The store manager knew not to place anything around the mannequin in the softly lit window as big as the store. The line, the form, the shine said it all. A black and white gingham skirt — full, but not too full so as to be a costume, and of the highest quality silk, I could tell from the shimmer of the threads. Cinched by a black band at the waist, topped by a sheer black blouse and topped with a white Peter Pan collar, it said classic and whispered sexy all at the same time.
And then: reality as cold as the rainy blacktop that would carry me home. I don’t go to places that require this kind of dress anymore. I have retired from a life that would require this kind of fancy…or sexy.
When I was 18, I learned how to dress to achieve. Upon getting my first summer job at American University, Mom took me to get work dresses — 5 of them — from the old Garfinkel’s store on Mass Ave. I loved one so much I wore it almost every Friday as a celebration. It was the same silhouette as the dress in the window: full in the skirt, the top close to the body. This dress was sleeveless and the creamy tan and black polka-dotted cotton with a small white collar and big black bow highlighted my summer tan. I wore it with red linen peek-a-boo pumps. The dress was imbued just the type of cloaking mechanism a teenaged needed for her first receptionist job. When I put on that dress and those shoes, I was efficiency and friendliness personified in my little receptionist box; answering an incessantly ringing phone as big as toaster oven, its big plastic buttons flashing urgent messages to me as I approached my desk in the mornings.

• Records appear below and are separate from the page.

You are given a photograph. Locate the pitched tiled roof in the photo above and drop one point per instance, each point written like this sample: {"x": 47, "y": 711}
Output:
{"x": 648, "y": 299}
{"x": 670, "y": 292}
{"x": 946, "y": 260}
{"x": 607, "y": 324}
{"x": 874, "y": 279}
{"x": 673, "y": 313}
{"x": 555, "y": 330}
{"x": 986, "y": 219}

When I hit my stride as a real boss, it was the era of the power suit — long jackets with padded shoulders and short slim skirts above the knee. I owned one from Saks — again thanks to Mom — that was a creamy pale blush silk with mother of pearl buttons. I wore it with an ivory shell and paired it with a pair of nude stockings and nude pumps. I spent a small fortune on Hanes control top panty hose in those day to wiggle into those body hugging skirts. The suit was pulled from the closet for high level meetings with the president of the college or presentations to the Board. I was smart, sassy, outspoken and deserving of that big promotion despite the lack of any real experience running an admissions office. The blush suit telegraphed that I was managing it all — a two year old at home, a new marriage, a big job. The suit was as short-lived as the promotion. It must have gone to Goodwill after I had my second child. It had become silent and unimportant in my life.
Maybe it was family life that makes it impossible for me to remember any other fancy clothes as clearly as this suit. The task of dressing in the mornings was rote; performed quickly after a too-short shower, heart pounding and skipping beats from early coffee and the anxiety of bus stop, dog walk, lunch money and traffic woes. Maybe it was the fashion of that era. Nothing seems memorable and shopping was worse than going to the dentist. I worked for a Catholic women’s college as an executive at this time and everything about that gray place, including my fashion, could be described as “dowdy.” I made bad fashion mistakes, purchasing a linen suit so that I looked like David Byrne on his big suit tour, or buying shoes from Payless. Thinking that the cheap white long-sleeved polyester blouse from Loehman’s wouldn’t feel like saran wrap when the static radiator heat pumped into my gothic office in mid-winter.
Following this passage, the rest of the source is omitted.